Of the $14.3 million in system sales and support bookings, roughly $1.5 million is included in our fourth quarter revenues. $12.1 million represents non-subscription sales that should trickle into revenue over the next 12 months, with an average lag between booking and install of 5 to 6 months. $600,000 represents EHR subscription revenue to be recorded over a weighted average period of 5 years with the start date in the next 12 months, and similar to our non-subscription sales, an average lag between booking and install of 5 to 6 months. Our $5.5 million of bookings from TruBridge are mostly made up of recurring revenues to be recorded over a 1-year period starting in the next 4 to 6 months.

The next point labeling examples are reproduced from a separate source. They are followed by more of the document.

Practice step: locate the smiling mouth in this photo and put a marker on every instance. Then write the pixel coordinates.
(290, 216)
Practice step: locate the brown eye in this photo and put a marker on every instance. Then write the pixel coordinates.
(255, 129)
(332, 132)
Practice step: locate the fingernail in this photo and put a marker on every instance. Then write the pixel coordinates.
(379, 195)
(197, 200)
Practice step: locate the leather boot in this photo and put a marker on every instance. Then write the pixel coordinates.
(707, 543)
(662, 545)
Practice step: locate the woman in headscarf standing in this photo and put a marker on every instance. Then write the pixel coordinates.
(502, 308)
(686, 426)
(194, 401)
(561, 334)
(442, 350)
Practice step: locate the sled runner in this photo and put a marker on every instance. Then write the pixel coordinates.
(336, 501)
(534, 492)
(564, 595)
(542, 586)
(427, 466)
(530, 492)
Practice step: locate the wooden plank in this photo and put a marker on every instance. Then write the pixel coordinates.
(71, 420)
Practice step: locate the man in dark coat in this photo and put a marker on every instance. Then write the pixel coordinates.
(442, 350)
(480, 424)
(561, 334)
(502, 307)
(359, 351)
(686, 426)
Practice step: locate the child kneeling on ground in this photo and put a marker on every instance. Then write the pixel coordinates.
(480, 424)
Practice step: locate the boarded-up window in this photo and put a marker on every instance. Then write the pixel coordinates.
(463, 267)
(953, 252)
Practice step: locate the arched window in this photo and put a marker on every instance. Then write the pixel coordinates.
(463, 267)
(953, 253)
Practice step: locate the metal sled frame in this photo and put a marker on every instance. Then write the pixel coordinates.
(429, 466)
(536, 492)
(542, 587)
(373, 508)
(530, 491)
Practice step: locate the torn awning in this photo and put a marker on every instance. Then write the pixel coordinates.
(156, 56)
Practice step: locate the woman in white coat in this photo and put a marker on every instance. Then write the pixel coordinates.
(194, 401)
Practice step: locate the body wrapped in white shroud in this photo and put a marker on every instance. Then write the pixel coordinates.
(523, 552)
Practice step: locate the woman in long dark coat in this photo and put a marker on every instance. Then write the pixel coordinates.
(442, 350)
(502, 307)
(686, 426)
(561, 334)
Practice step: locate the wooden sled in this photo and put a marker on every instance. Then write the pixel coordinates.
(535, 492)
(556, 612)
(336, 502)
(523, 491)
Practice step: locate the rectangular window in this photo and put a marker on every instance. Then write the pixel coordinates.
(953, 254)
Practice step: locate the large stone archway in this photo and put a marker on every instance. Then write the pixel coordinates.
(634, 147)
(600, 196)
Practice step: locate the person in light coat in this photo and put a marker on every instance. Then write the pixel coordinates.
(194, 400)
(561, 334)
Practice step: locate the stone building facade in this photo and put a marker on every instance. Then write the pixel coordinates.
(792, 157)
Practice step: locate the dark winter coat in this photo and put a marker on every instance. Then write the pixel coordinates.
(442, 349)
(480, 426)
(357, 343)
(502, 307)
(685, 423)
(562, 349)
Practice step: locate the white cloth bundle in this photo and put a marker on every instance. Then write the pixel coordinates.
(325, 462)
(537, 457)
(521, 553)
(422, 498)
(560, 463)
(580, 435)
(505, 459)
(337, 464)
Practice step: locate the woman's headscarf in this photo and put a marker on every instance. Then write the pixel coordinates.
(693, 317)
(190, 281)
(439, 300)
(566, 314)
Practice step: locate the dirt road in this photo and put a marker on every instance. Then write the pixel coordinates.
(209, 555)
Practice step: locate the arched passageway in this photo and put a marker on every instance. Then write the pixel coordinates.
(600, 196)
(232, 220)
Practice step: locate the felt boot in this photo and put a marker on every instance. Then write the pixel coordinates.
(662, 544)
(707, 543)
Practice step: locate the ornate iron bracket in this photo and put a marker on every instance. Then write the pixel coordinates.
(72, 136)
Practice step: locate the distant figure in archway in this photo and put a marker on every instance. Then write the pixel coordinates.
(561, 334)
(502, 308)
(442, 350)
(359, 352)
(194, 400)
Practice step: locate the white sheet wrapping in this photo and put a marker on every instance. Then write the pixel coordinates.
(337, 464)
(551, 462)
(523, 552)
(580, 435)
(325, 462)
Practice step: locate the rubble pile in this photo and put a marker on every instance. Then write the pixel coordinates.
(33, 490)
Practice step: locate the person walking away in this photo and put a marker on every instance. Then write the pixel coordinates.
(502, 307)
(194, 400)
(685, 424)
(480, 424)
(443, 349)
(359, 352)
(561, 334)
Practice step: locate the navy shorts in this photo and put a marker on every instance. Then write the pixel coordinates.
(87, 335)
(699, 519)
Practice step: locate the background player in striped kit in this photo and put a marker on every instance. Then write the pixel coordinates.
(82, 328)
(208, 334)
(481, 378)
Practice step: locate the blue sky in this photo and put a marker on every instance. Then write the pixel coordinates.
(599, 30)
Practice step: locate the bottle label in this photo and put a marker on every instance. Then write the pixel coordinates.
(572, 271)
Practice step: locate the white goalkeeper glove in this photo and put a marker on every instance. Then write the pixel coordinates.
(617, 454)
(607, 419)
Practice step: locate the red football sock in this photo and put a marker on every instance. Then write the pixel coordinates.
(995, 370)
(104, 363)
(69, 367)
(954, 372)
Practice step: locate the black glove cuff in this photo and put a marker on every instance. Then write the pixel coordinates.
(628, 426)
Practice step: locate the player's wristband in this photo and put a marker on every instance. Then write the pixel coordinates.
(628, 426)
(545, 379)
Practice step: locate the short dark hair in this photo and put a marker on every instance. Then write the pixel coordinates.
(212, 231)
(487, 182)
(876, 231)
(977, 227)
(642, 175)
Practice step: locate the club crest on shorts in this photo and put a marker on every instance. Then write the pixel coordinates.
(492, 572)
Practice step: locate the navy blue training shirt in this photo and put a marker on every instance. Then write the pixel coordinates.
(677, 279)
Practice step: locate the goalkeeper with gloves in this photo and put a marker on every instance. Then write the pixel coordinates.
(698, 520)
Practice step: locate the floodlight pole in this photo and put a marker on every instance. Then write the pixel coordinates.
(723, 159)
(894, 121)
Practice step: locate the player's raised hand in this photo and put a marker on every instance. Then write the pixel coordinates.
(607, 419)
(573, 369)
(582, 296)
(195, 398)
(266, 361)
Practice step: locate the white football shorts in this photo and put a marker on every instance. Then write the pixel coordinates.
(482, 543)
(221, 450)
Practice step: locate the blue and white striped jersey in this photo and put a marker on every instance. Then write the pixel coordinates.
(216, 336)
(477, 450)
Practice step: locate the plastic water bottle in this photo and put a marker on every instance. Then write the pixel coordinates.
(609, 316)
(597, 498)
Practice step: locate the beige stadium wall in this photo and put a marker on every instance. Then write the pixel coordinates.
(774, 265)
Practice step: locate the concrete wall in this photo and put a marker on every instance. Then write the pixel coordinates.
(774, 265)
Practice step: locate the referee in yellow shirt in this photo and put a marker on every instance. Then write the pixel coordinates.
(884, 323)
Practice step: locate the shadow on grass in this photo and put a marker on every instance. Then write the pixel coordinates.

As per our Thrive implementation schedule, 7 customer sites went live with our Thrive Financial and Patient Accounting systems, compared to 9 in the third quarter and falling short of the 10 planned as of the last earnings call as 3 implementations were pushed to 2018. As for licensing mix, none of this quarter's 7 go-lives were under our cloud or subscription model compared to 1 out of 9 during the third quarter. At this time, we expect 5 new client facilities to go live with our Thrive Financial and Patient Accounting systems in the first quarter of 2018, with 1 expected to go live in a cloud environment.
Our employee headcount as of December 31 was roughly 2,049, which is essentially flat with the September 30 numbers.
Moving on to the income statement. System sales and support revenue saw a $10.6 million or 24% sequential increase, which is nearly all attributed to increased nonrecurring revenues related to our MU3 products. Year-over-year, system sales and support revenue saw a $10.9 million or 25% increase for the same reason.
On the cost side, system sales and support margins improved to 64.8% from the third quarter's 57.6%, as the increased nonrecurring revenues were met with costs that were essentially flat, with the only meaningful sequential movement in costs being approximately $1 million related to the aforementioned bonus impact. Year-over-year increased nonrecurring revenues resulted in margins improving nearly 8.5 basis points from 56.3%.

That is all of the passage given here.